Après que les autorités libyennes ont interdit aux bateaux secourant les migrants d'approcher des côtes de leur pays, jeudi dernier, certaines ONG ont annoncé, ce weekend, qu'elles mettaient entre parenthèses leurs activités d'aide aux réfugiés.
« Les Etats européens et les autorités libyennes sont en train de mettre en oeuvre conjointement un barrage à la possibilité pour des personnes de chercher la sécurité. C’est une attaque inacceptable à la vie et à la dignité des personnes. » Loris De Filippi, président de Médecins sans frontières (MSF) Italie, ne mâche pas ses mots au moment d’expliquer pourquoi, dans un communiqué diffusé le 12 août, le Prudence, le plus gros des bateaux de secours d’ONG actifs au large de la Libye, ne sortira plus en mer Méditerranée.
Plusieurs ONG, dont MSF et l’organisation allemande Sea Eye, ont annoncé ce weekend qu’elles mettaient entre parenthèses leurs activités de secours aux migrants. En cause : une mesure prise par la marine libyenne, qui interdit aux embarcations, étrangères notamment, venant en aide aux réfugiés, d’approcher les côtes de la Libye, « sauf demande expresse de la part des autorités libyennes » a précisé le général Abdelhakim Bouhaliya, commandant de la base navale de Tripoli.
De son côté, le général Ayoub Kacem, porte-parole de la marine, a ajouté que cette décision était destinée aux « ONG qui prétendent vouloir sauver les migrants clandestins et mener des actions humanitaires ». « Par cette annonce, nous souhaitons envoyer un message clair à tous ceux qui portent atteinte à la souveraineté libyenne et manquent de respect aux garde-côtes et à la marine » a-t-il également précisé. A moins d' »obtenir l’autorisation de l’Etat libyen, même pour les opérations de secours », les ONG sont donc devenues personae non gratae.
Code de bonne conduite
Mardi 1er août dernier, déjà, l’Italie avait mis un frein aux activités des organisations, en adoptant un « code de bonne conduite » pour ordonner les opérations qui échappent au contrôle du ministère de l’Intérieur. Une mesure qui avait suscité l’ire des ONG, qui ont immédiatement accusé les autorités italiennes de vouloir les empêcher de faire leur travail ; seules trois organisations, sur les neuf qui sillonnent le Canal de Sicile, bras de mer entre la Sicile et la Tunisie, avaient donné leur accord à la mise en place d’un tel code.
Si le texte se contente de remettre au goût du jour certaines obligations déjà existantes – dont celle d’être localisable, l’interdiction d’entrer dans les eaux libyennes et le respect des consignes du Centre de coordination des secours en mer de Rome -, d’autres, plus problématiques, font tiquer les ONG. Comme, par exemple, l’interdiction des opérations de transbordement hors impératif humanitaire et, surtout, la présence de membres armés des forces de l’ordre italiennes à bord des bateaux.

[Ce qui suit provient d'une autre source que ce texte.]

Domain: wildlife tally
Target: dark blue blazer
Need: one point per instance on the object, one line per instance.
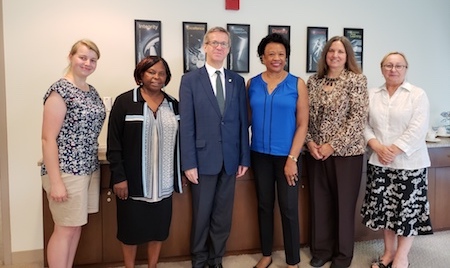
(209, 140)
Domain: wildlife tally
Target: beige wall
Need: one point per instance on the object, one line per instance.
(38, 35)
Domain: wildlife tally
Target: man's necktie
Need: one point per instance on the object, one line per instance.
(219, 92)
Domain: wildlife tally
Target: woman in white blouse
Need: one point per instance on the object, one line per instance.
(396, 194)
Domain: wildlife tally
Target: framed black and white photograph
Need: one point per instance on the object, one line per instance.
(285, 31)
(193, 52)
(147, 39)
(316, 39)
(238, 58)
(356, 38)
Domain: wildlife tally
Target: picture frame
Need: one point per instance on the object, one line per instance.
(238, 57)
(285, 31)
(316, 39)
(147, 39)
(356, 38)
(193, 53)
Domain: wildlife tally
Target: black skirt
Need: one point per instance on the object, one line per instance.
(139, 222)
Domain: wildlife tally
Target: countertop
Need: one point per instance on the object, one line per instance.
(443, 142)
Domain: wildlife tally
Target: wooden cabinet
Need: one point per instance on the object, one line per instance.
(99, 246)
(439, 188)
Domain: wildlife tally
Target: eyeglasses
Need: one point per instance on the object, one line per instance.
(216, 44)
(396, 67)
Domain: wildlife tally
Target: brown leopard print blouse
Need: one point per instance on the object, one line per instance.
(338, 117)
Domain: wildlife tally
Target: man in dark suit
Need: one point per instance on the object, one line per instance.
(214, 146)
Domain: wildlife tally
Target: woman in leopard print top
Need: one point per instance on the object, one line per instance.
(338, 102)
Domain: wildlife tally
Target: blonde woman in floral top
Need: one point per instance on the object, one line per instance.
(73, 117)
(338, 102)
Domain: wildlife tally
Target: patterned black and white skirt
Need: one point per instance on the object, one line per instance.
(396, 199)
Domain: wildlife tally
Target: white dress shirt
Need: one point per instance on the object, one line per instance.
(401, 119)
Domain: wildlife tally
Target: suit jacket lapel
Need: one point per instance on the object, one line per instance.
(228, 89)
(209, 92)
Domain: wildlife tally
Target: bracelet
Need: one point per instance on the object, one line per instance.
(293, 158)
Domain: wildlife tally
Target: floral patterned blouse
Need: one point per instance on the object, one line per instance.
(338, 117)
(77, 139)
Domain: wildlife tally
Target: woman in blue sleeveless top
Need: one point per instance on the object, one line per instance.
(278, 103)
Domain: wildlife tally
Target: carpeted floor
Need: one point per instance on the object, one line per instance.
(431, 251)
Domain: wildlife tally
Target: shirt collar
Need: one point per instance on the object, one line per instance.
(212, 71)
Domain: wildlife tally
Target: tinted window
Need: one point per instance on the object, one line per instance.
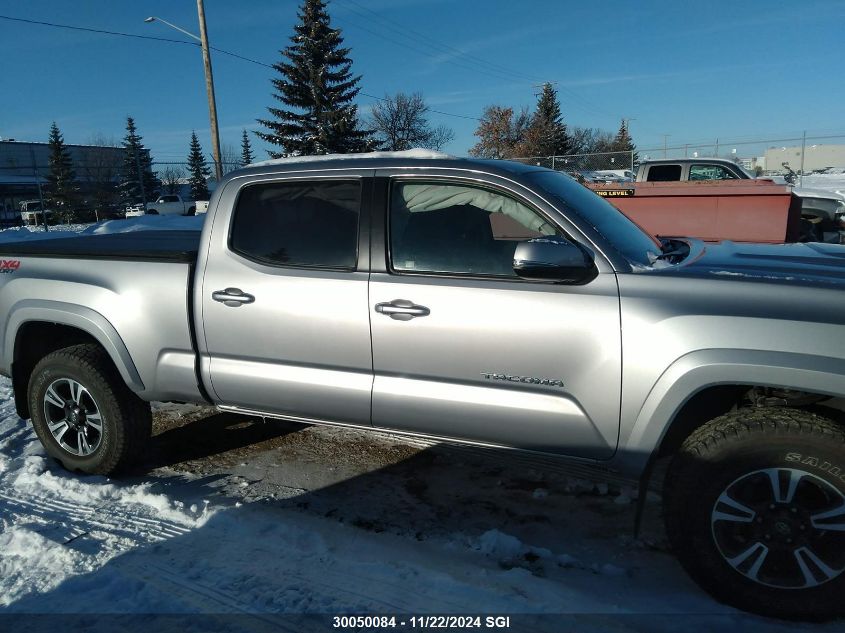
(664, 173)
(298, 223)
(574, 199)
(710, 172)
(449, 228)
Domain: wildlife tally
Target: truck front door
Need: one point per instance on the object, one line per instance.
(283, 303)
(463, 348)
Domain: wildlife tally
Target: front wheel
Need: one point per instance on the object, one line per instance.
(755, 511)
(84, 414)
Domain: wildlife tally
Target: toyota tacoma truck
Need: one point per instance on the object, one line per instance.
(485, 302)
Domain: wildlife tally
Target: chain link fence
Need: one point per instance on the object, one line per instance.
(789, 156)
(800, 154)
(595, 167)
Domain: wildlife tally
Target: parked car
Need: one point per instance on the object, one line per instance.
(135, 210)
(171, 205)
(483, 302)
(823, 212)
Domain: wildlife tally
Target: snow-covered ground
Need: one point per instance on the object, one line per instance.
(333, 522)
(832, 181)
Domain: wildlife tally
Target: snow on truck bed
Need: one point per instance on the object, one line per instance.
(158, 238)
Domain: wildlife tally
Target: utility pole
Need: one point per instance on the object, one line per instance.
(209, 86)
(40, 194)
(803, 151)
(141, 179)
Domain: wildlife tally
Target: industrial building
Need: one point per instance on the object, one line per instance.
(25, 165)
(816, 157)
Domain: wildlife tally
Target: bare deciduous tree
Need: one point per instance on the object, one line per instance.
(401, 122)
(501, 132)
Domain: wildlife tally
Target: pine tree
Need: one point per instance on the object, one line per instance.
(547, 126)
(623, 142)
(198, 170)
(247, 156)
(137, 167)
(316, 88)
(61, 181)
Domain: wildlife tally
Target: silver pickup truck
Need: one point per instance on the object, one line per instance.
(485, 302)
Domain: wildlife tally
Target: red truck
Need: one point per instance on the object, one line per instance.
(722, 206)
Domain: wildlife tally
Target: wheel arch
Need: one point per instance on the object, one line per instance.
(36, 328)
(708, 383)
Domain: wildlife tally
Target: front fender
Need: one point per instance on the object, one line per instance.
(80, 317)
(701, 369)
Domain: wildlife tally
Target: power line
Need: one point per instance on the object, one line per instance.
(176, 41)
(493, 70)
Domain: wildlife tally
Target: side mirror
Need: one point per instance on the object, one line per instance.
(553, 258)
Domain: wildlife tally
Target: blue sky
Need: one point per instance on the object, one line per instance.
(693, 70)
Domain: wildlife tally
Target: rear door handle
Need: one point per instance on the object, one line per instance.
(402, 310)
(232, 297)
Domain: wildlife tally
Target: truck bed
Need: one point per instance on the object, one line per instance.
(160, 246)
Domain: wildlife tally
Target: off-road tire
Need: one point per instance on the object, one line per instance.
(126, 419)
(725, 450)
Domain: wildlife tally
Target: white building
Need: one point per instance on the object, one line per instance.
(816, 157)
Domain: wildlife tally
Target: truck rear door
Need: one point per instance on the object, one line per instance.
(284, 324)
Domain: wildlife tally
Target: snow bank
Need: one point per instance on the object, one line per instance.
(143, 223)
(23, 233)
(55, 525)
(410, 153)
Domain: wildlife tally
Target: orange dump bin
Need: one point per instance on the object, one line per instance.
(738, 210)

Résultat : une ONG allemande, Jugend Rettet, s’est vu privée de son navire de secours en Méditerranée par les autorités italiennes, le 2 août dernier. La raison : l’organisation était accusée de « favoriser l’immigration clandestine » plutôt que de sauver les migrants. D’après les magistrats italiens, qui se basent sur des écoutes téléphoniques et des observations d’agents, les membres de l’ONG avaient des liens directs avec les trafiquants d’êtres humains qui sévissent sur les côtes libyennes. Coïncidence ou non, Jugend Rettet avait indiqué peu avant qu’elle refusait de signer le code de bonne conduite édicté par Rome.